ZYH-LLM-Qwen2.5-14B-V4

upgraded version： The fifth-generation model of ZYH-LLM-Qwen2.5 has been released!

Increase the proportion of the R1 distillation model in the model merging recipe while maintaining the model's instruction-following ability and general capabilities.

Merge Template

merge_method: model_stock  
base_model: Instruction Model  
models:  
  - model: Instruction Fine-tuning Model 1  
  - model: Instruction Fine-tuning Model 2  
  - model: Inference Fine-tuning Model 1  
  - model: Inference Fine-tuning Model 2  
dtype: bfloat16  
tokenizer_source: base  
int8_mask: true  
normalize: true

Using the above template for merging can improve the calculation accuracy and inference ability of the model without reducing the general capabilities of the instruction model.

ZYH-LLM-Qwen2.5-V4 used this template during the model merging process.

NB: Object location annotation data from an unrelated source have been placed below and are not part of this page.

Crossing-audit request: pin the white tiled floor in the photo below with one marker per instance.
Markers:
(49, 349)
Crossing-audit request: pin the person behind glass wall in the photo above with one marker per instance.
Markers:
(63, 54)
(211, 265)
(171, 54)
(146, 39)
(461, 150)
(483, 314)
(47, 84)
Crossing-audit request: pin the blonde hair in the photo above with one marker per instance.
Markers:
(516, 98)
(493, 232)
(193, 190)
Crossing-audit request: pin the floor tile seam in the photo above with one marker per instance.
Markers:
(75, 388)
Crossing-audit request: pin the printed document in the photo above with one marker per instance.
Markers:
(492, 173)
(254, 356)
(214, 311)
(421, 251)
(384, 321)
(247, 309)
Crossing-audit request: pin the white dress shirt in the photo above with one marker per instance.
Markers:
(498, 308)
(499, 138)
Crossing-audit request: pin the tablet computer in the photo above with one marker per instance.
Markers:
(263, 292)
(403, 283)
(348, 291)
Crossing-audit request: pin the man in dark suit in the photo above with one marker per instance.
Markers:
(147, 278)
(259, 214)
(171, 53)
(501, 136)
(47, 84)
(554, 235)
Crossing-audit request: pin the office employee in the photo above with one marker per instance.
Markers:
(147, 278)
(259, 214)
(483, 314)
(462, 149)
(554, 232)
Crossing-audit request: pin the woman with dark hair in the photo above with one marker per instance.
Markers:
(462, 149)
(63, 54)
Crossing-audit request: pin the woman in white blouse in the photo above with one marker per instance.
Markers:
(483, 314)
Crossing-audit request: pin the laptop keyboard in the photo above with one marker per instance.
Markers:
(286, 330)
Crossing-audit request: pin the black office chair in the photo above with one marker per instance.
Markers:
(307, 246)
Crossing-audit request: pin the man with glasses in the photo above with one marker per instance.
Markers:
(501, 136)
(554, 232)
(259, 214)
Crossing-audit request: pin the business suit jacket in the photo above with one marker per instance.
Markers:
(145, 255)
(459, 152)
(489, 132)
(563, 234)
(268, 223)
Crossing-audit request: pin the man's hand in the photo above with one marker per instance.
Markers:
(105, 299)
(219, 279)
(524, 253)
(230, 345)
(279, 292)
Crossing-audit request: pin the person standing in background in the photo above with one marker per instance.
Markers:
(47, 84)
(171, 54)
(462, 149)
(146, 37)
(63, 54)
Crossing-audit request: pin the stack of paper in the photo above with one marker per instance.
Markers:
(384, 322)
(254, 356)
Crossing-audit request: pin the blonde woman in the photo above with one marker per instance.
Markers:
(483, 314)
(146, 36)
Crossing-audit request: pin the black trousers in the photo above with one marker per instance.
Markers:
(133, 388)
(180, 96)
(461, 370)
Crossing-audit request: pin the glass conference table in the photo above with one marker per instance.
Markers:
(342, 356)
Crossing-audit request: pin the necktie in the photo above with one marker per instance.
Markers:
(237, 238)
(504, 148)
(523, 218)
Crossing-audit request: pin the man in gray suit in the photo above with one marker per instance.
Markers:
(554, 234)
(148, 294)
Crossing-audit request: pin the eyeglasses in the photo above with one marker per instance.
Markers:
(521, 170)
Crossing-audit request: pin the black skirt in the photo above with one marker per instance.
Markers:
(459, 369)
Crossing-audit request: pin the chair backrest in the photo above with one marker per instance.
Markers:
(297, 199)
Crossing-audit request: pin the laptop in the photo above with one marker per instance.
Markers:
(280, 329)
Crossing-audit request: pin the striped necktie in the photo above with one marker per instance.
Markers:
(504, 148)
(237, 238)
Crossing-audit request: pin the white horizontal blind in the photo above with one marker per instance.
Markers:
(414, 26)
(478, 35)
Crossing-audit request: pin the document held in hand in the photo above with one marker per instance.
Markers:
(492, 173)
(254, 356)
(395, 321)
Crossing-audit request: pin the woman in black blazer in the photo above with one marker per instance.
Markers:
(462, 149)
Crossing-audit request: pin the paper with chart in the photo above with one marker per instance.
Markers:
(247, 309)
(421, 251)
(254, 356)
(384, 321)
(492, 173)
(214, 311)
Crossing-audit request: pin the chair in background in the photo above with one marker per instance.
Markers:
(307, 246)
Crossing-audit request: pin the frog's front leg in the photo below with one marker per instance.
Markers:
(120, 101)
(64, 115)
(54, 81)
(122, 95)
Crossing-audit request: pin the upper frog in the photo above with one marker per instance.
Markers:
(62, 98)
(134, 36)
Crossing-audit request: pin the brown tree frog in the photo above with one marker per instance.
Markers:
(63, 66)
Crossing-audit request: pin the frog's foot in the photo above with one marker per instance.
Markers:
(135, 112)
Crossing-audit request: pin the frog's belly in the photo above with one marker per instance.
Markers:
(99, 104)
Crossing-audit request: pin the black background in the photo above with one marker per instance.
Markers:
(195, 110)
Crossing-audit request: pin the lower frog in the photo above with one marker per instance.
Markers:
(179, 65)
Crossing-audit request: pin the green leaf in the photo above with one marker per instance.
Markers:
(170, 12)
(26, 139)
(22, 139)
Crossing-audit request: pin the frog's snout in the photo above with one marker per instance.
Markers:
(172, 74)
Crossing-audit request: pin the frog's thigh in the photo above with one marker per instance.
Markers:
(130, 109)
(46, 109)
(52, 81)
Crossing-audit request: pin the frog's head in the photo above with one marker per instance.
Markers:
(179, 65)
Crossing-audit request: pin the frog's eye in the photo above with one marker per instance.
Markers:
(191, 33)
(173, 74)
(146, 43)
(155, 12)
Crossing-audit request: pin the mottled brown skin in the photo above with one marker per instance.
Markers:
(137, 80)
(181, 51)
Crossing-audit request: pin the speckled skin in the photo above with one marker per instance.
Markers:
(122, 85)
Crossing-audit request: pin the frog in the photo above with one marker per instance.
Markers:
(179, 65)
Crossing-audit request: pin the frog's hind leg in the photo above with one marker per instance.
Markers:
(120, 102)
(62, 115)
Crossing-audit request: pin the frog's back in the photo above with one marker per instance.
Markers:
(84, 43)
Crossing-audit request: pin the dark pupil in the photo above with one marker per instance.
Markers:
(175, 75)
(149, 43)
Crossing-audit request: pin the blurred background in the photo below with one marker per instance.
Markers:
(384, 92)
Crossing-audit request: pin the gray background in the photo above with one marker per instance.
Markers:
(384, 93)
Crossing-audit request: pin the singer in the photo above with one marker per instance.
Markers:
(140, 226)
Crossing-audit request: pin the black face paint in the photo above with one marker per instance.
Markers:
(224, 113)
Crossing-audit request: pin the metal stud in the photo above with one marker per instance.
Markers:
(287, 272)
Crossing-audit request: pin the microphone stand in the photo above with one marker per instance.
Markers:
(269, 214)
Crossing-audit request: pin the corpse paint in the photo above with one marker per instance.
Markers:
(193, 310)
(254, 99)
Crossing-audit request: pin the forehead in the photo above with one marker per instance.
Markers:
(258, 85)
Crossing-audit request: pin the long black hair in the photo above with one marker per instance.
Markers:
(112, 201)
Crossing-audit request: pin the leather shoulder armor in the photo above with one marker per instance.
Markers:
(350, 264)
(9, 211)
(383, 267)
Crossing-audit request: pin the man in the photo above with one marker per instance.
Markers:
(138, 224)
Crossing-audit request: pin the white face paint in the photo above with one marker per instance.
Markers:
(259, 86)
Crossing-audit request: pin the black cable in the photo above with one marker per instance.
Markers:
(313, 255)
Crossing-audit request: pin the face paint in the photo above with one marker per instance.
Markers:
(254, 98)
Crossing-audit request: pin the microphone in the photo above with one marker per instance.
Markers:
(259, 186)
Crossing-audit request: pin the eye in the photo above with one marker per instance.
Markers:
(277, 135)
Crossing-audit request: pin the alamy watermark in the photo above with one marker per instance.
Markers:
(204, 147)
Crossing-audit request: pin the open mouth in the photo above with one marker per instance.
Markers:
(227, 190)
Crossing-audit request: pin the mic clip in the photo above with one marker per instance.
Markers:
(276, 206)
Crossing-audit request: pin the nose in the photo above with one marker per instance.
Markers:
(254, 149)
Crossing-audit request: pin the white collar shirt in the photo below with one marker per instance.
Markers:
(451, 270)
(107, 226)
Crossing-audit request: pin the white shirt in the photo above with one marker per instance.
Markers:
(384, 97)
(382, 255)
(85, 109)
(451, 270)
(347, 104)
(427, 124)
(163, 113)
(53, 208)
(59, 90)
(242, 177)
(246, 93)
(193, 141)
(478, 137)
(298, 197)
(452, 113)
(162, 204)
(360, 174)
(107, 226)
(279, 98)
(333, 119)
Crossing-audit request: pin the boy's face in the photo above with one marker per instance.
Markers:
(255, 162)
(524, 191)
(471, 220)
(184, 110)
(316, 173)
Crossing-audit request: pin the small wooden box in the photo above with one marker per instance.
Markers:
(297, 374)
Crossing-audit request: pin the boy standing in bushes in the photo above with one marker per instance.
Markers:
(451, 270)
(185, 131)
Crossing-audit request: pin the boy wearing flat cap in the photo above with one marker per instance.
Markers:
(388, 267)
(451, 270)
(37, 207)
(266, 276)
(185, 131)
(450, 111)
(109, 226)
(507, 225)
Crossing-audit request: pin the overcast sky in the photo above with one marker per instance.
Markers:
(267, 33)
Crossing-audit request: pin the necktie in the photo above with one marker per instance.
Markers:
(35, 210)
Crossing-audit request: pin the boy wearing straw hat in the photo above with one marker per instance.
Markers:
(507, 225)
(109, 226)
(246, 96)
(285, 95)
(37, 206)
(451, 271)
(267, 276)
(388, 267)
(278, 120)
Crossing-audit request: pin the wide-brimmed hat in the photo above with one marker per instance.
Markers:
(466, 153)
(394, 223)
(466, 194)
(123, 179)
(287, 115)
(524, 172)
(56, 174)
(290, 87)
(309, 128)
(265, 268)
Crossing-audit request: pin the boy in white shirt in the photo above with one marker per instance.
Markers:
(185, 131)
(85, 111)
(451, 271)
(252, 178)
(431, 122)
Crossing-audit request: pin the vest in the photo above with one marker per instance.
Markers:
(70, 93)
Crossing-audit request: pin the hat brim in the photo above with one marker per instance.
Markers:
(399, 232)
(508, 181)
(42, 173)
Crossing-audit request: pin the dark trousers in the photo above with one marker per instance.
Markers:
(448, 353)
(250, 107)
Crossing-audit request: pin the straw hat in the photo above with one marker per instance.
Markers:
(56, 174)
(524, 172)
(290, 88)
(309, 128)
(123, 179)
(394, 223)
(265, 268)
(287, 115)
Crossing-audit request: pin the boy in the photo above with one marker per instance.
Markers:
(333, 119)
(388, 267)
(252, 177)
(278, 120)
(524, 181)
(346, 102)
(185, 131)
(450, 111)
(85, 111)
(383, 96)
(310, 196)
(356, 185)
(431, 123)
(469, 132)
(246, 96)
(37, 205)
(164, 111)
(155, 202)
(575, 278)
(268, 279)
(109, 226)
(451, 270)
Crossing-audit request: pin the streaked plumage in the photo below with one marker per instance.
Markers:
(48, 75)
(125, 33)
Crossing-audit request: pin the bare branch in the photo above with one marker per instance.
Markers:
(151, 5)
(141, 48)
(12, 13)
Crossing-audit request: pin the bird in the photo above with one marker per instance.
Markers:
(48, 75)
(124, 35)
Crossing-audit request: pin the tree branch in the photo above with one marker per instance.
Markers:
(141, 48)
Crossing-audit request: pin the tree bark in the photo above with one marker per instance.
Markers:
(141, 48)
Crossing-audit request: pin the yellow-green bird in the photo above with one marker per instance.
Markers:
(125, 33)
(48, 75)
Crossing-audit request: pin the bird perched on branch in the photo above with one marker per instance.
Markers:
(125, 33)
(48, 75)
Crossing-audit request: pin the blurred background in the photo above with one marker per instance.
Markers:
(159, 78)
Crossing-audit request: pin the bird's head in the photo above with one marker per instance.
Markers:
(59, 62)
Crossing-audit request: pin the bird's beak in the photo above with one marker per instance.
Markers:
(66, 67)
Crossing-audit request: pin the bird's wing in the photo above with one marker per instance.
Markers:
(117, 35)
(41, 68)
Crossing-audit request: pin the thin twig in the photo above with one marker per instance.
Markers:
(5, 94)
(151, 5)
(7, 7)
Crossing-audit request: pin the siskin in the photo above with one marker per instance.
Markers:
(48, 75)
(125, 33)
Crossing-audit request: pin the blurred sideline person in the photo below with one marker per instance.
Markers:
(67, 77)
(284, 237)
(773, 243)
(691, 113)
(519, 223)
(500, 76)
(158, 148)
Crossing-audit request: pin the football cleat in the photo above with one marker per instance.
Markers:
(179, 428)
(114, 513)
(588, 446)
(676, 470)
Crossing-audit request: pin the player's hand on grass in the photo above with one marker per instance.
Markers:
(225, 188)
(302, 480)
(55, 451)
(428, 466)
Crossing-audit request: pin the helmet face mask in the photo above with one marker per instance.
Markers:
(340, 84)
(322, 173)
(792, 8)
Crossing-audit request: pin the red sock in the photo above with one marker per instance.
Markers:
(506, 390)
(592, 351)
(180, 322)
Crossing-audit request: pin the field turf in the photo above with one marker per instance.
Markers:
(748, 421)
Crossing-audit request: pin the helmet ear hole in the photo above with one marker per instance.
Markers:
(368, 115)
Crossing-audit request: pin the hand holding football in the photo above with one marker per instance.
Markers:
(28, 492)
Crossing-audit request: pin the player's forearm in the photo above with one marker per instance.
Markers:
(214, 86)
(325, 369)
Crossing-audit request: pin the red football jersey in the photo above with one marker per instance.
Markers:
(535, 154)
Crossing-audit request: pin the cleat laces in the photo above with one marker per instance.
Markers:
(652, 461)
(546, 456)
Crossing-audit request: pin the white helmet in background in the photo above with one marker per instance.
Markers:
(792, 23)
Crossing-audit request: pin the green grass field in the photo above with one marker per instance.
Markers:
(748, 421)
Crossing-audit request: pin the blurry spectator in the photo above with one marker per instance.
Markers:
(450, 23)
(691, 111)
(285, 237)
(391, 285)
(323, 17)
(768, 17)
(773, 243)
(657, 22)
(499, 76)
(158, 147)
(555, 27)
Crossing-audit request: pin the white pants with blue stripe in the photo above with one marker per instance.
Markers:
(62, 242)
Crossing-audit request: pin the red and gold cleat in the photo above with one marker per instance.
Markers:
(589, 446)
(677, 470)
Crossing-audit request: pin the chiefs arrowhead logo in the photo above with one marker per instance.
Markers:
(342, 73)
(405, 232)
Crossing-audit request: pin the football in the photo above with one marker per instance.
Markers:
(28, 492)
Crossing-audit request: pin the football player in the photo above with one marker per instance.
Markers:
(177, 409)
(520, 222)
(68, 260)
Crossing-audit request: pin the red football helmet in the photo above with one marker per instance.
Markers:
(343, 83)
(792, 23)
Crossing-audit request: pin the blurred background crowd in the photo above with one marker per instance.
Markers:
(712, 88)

Open LLM Leaderboard Evaluation Results

Detailed results can be found here

Metric	Value
Avg.	43.14
IFEval (0-Shot)	83.65
BBH (3-Shot)	50.27
MATH Lvl 5 (4-Shot)	53.93
GPQA (0-shot)	8.61
MuSR (0-shot)	15.66
MMLU-PRO (5-shot)	46.71

First stage:

Create four different instruction models and code model

models:  
  - model: Qwen/Qwen2.5-14B-Instruct  
    parameters:  
      density: 1  
      weight: 1  
      lambda: 0.9
  - model: Qwen/Qwen2.5-14B-Instruct-1M  
    parameters:  
      density: 1  
      weight: 1  
      lambda: 0.9  
merge_method: della  
base_model: Qwen/Qwen2.5-14B  
parameters:  
  density: 1  
  weight: 1  
  lambda: 0.9  
  normalize: true  
  int8_mask: true  
dtype: bfloat16  
tokenizer_source: base  
name: Qwen2.5-14B-della-base

models:  
  - model: Qwen/Qwen2.5-14B-Instruct  
    parameters:  
      density: 1  
      weight: 1  
      lambda: 0.9
  - model: Qwen/Qwen2.5-14B-Instruct-1M  
    parameters:  
      density: 1  
      weight: 1  
      lambda: 0.9  
merge_method: della  
base_model: arcee-ai/Virtuoso-Small-v2  
parameters:  
  density: 1  
  weight: 1  
  lambda: 0.9  
  normalize: true  
  int8_mask: true  
dtype: bfloat16  
tokenizer_source: base  
name: Qwen2.5-14B-della-v2

models:  
  - model: Qwen/Qwen2.5-14B-Instruct  
    parameters:  
      density: 1  
      weight: 1  
      lambda: 0.9
  - model: Qwen/Qwen2.5-14B-Instruct-1M  
    parameters:  
      density: 1  
      weight: 1  
      lambda: 0.9  
merge_method: della  
base_model: arcee-ai/SuperNova-Medius  
parameters:  
  density: 1  
  weight: 1  
  lambda: 0.9  
  normalize: true  
  int8_mask: true  
dtype: bfloat16  
tokenizer_source: base  
name: Qwen2.5-14B-della-Nova

models:  
  - model: Qwen/Qwen2.5-14B-Instruct  
    parameters:  
      density: 1  
      weight: 1  
      lambda: 0.9
  - model: Qwen/Qwen2.5-14B-Instruct-1M  
    parameters:  
      density: 1  
      weight: 1  
      lambda: 0.9  
merge_method: della  
base_model: Azure99/Blossom-V6-14B  
parameters:  
  density: 1  
  weight: 1  
  lambda: 0.9  
  normalize: true  
  int8_mask: true  
dtype: bfloat16  
tokenizer_source: base  
name: Qwen2.5-14B-della-V6

models:  
  - model: Qwen/Qwen2.5-Coder-14B-Instruct  
    parameters:  
      density: 1  
      weight: 1  
      lambda: 0.9  
merge_method: della  
base_model: Qwen/Qwen2.5-Coder-14B  
parameters:  
  density: 1  
  weight: 1  
  lambda: 0.9  
  normalize: true  
  int8_mask: true  
dtype: bfloat16  
tokenizer_source: base  
name: Qwen2.5-Coder-14B-della

Second stage:

Step 1:

Create three instruction models with a bias towards reasoning by using templates.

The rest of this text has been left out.